The Maniago location factors receivables from one of its customers. The factoring programs are uncommitted, whereby the Company offers receivables for sale to an unaffiliated financial institution, which are then subject to acceptance by the unaffiliated financial institution. Following the sale and transfer of the receivables to the unaffiliated financial institution, the receivables are not isolated from the Company, and effective control of the receivables is not passed to the unaffiliated financial institution, which does not have the right to pledge or sell the receivables. The Company accounts for the pledge of receivables under this agreement as short-term debt and continues to carry the receivables on its consolidated balance sheets.

The Maniago location did not obtain any new borrowings in fiscal 2023. In fiscal 2022, the location obtained borrowings from two separate lenders. The first loan agreement was entered into in October 2021, in the amount of $1,200 with a repayment term of six years. The second loan agreement was entered into in September 2022, in the amount of $1,100 with a repayment term of five years. The proceeds from the first loan were used for working capital and the proceeds from the second loan for capital investment.
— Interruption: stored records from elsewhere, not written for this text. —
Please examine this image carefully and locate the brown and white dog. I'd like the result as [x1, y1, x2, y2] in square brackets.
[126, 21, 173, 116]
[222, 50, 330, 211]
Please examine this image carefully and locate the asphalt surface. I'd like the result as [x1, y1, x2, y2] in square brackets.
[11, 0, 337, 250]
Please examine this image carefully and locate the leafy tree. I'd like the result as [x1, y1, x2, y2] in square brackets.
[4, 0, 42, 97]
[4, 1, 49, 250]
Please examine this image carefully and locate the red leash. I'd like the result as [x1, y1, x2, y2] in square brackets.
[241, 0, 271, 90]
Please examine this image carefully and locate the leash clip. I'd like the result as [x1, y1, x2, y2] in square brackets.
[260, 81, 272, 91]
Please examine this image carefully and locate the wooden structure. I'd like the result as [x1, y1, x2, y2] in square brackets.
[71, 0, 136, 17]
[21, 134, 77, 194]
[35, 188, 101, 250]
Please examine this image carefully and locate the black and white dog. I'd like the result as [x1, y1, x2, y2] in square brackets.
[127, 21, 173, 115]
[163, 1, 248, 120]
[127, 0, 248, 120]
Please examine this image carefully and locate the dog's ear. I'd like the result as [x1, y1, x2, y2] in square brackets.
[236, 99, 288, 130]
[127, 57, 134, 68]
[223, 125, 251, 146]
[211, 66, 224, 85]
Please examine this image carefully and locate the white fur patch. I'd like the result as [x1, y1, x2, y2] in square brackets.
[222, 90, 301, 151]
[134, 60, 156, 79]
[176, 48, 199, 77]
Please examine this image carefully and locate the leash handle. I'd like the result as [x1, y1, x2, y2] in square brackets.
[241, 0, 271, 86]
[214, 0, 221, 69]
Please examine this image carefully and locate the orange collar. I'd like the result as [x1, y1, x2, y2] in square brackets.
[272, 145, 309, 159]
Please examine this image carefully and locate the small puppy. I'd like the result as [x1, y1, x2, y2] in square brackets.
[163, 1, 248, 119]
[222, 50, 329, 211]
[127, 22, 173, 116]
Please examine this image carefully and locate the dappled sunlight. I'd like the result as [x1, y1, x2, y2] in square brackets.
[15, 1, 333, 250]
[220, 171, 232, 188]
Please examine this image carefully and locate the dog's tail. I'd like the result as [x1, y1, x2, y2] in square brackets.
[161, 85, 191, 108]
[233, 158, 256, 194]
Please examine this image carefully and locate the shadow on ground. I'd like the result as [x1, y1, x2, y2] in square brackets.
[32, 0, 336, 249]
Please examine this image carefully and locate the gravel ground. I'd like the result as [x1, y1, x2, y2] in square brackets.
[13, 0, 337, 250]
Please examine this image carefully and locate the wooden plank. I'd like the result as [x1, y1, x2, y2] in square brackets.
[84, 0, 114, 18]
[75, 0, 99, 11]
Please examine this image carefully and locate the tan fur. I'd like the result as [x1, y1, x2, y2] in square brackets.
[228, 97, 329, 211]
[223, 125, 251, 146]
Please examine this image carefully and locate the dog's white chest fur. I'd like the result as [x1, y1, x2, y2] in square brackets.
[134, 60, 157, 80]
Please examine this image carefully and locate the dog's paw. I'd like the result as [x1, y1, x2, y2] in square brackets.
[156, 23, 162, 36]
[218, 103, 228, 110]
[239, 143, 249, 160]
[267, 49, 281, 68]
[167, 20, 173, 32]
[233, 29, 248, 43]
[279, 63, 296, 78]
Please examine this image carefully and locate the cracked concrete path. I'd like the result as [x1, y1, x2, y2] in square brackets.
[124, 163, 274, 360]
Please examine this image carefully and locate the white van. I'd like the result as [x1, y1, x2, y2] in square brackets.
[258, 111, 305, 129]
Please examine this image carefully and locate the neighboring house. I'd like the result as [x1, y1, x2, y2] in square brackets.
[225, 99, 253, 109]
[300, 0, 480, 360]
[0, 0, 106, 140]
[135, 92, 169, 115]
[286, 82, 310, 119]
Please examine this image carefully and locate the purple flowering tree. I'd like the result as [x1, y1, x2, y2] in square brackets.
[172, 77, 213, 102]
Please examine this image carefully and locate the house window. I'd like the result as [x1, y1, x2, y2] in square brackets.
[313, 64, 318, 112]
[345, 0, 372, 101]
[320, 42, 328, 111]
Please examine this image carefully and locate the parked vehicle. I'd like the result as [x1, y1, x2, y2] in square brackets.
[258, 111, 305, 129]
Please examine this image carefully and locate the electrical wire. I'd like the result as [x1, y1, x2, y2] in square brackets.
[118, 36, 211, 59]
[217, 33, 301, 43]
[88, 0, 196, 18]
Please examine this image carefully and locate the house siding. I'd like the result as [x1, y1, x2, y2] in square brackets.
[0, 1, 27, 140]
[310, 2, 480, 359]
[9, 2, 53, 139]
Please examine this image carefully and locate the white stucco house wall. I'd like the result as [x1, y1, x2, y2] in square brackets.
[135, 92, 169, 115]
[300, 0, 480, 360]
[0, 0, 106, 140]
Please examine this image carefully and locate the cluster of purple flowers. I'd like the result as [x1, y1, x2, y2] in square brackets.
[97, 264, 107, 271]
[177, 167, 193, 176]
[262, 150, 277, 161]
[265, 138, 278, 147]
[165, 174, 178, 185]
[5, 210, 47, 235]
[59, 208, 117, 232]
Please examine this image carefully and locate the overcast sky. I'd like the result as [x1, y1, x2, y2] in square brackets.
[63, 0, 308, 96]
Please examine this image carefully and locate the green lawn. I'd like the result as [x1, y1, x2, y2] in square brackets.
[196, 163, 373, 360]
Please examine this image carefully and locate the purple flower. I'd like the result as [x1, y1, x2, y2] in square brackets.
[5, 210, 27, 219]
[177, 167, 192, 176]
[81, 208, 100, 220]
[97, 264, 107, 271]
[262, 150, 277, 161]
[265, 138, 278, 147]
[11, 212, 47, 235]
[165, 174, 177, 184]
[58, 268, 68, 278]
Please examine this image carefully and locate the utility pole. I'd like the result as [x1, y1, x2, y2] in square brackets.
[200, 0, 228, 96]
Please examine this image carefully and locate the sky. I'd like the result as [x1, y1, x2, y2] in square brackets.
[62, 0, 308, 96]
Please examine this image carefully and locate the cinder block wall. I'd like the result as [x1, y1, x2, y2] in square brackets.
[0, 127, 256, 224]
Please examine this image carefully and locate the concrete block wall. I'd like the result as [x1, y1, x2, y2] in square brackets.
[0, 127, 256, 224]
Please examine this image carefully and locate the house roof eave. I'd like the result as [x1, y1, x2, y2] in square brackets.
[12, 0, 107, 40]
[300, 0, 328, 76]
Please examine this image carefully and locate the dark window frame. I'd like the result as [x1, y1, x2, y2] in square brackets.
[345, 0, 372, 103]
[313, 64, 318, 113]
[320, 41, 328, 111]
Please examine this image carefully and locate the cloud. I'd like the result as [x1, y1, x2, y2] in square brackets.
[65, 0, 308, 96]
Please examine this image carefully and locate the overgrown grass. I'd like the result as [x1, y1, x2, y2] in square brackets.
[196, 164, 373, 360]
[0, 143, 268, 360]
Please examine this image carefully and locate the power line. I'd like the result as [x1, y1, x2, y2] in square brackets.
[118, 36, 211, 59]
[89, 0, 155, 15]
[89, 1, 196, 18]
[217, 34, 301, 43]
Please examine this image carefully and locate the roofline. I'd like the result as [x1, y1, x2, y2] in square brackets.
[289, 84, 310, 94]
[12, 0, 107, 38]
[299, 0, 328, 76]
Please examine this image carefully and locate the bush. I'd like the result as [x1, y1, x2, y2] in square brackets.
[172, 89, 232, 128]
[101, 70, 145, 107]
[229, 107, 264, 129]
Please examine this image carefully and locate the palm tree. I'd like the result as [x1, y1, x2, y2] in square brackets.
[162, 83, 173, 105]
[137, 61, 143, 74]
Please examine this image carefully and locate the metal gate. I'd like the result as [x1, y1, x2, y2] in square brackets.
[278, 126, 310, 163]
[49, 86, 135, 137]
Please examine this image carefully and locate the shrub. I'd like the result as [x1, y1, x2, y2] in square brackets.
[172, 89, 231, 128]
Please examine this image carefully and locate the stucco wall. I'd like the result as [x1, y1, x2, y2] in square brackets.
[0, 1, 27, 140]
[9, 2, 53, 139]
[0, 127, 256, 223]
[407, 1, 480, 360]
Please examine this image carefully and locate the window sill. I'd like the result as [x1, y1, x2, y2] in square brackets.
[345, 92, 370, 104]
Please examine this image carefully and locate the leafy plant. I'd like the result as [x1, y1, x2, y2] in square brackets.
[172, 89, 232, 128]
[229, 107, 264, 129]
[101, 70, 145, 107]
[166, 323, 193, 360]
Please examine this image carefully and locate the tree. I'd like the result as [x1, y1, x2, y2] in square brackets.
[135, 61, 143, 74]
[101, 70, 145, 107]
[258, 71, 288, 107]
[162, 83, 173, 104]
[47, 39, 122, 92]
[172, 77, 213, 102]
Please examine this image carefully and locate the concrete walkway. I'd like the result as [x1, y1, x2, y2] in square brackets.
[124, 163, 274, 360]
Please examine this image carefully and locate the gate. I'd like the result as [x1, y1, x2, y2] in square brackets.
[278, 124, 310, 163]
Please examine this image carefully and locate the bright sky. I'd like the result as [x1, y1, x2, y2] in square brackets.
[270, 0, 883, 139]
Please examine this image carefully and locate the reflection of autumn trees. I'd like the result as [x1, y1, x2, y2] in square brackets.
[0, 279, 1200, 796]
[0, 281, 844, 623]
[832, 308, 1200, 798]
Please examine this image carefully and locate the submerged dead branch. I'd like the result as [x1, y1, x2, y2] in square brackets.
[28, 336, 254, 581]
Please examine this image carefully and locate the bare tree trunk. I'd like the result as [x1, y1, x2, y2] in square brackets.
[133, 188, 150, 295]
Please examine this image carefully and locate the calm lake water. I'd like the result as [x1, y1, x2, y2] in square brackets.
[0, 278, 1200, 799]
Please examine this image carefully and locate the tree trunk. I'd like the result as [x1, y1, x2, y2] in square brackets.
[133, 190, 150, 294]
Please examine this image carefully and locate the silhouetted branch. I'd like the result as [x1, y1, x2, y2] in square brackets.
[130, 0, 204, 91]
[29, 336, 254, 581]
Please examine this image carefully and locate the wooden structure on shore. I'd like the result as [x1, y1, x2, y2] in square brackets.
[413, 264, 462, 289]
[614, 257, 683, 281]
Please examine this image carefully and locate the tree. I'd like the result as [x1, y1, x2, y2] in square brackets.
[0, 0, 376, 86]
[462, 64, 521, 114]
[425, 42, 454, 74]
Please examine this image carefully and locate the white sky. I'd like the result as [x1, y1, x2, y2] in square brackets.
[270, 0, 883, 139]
The Maniago location obtained borrowings from two separate lenders in fiscal 2021. The first loan was for $717 with repayment terms of approximately seven years, of which $287 was forgiven in the same period and was recorded in other income within the consolidated statements of operations and treated as a gain on debt extinguishment. A second loan with a repayment term of five years was obtained in the amount of $303. The proceeds of these loans were used for working capital purposes.

Payments on debt under foreign debt and other debt (excluding finance lease obligations, see Note 10, Leases) over the next 5 fiscal years are as follows:
Minimum debt payments
2024$20,047 
2025961 
2026884 
2027493 
202848 
Thereafter— 
 Total minimum debt payments$22,433 
Debt issuance costs
The Company had debt issuance costs of $86, which are included in the consolidated balance sheets as a deferred charge in other current assets, net of amortization of $78 and $46 at September 30, 2023 and 2022, respectively.

Other
On April 10, 2020, the Company entered into an unsecured promissory note under the Paycheck Protection Program (the “PPP Loan”). The PPP Loan had an aggregate principal amount of $5,025. The loan proceeds were used for payroll payments and the SBA granted full forgiveness on January 25, 2022. The Company elected to treat the PPP Loan as debt under FASB Topic 470. As such, the Company derecognized the liability in the second quarter of fiscal 2022 when the loan was forgiven. As of September 30, 2023 and 2022 the PPP loan balance was $0 and $0, respectively.